Recovery of PEX1-Gly843Asp peroxisome dysfunction by small-molecule compounds

Abstract

Zellweger spectrum disorder (ZSD) is a heterogeneous group of diseases with high morbidity and mortality caused by failure to assemble normal peroxisomes. There is no therapy for ZSD, but management is supportive. Nevertheless, one-half of the patients have a phenotype milder than classic Zellweger syndrome and exhibit a progressive disease course. Thus, patients would benefit if therapies became available and were instituted early. Recent reports indicate several interventions that result in partial peroxisome recovery in ZSD fibroblasts. To identify drugs that recover peroxisome functions, we expressed a GFP-peroxisome targeting signal 1 reporter in fibroblasts containing the common disease allele, PEX1-p.Gly843Asp. The GFP reporter remained cytosolic at baseline, and improvement in peroxisome functions was detected by the redistribution of the GFP reporter from the cytosol to the peroxisome. We established a high-content screening assay based on this phenotype assay and evaluated 2,080 small molecules. The cells were cultured in chemical for 2 days and then, were fixed and imaged by epifluorescent microscopy on a high-content imaging platform. We identified four compounds that partially recover matrix protein import, and we confirmed three using independent assays. Our results suggest that PEX1-p.G843D is a misfolded protein amenable to chaperone therapy.

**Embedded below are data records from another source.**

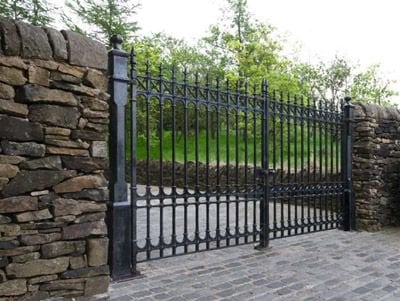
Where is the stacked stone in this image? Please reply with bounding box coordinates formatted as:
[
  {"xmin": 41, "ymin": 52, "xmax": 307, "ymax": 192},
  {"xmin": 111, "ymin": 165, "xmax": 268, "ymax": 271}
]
[
  {"xmin": 0, "ymin": 19, "xmax": 109, "ymax": 301},
  {"xmin": 353, "ymin": 103, "xmax": 400, "ymax": 231}
]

Conflict of interest statement

The authors declare no conflict of interest.

Figures

Fig. 1.

Response to nonspecific chemical chaperones in PEX1-G843D-PTS1 cells. Cells were cultured for 2 days at 30 °C or 37 °C with chemical and imaged live (30 °C; glycerol and DMSO) or after fixation (the remainder). Note the redistribution of GFP-PTS1 from the cytosol to the peroxisome in the treated groups; results were similar for 300 mM proline. In the lower right two images, cells cultured in TMAO were permeabilized and incubated with PEX14 antiserum and Texas Red conjugated secondary antibody. Colocalization of PEX14 and GFP is shown in the last image.

Fig. 2.

Chemical treatment rescues PTS2 processing in PEX1- and PEX6-deficient primary fibroblasts. (A) Recovery of 42-kDa thiolase in two PEX1-G843D homozygous cell lines. (B) Recovery of 42-kDa thiolase in PEX1-G843D vs. PEX1 null cells is shown on the left, and PEX6 missense vs. null cells are shown on the right. (C) Recovery of 28 kDa PhyH in PEX1-G843D, PEX6 missense, and PEX1 null cells. (D) Recovery of 66 kDa AGPS in PEX1-G843D cells. Lane C, control; lane 1, untreated; lane 2, 200 mM TMAO; lane 3, 10 μM AD; lane 4, 10 μM Epicholestanol; lane 5, GF109203x 3 μM; lane 6, Ro31-8220 0.5 μM; lane 7, 5% glycerol; lane 8, 100 mM betaine; lane R, RCDP1 cells that were unable to import AGPS, which highlights the absence of the band corresponding to 66 kDa AGPS. Genotypes: PEX1 null-I700fs/I700fs, PEX6 null-802_815del/802_815del, and PEX6 missense-R60Q/R812W.

Fig. 3.

One section of each montage, obtained in the high-throughput screen, is shown in the GFP channel. Compared with the cells in 0.3% DMSO solvent, there is a higher proportion of cells with punctate structures, representing importing peroxisomes, in the hit compounds and TMAO.

Fig. 4.

PEX1 and PEX6 protein levels in PEX1-214 cells homozygous for G843D that do not recover with chemical treatment. Lanes C, control; lane 1, untreated; lane 2, 200 mM TMAO; lane 3, 3% DMSO; lane 4, 10 μM AD; lane 5, 10 μM Epicholestanol; lane 6, GF109203x 3 μM; lane 7, Ro31-8220 0.5 μM; lane 8, 5% glycerol, 37 °C and 30 °C. Note that PEX1 and PEX6 levels increase slightly at 30 °C. GAPDH was used to evaluate protein loading.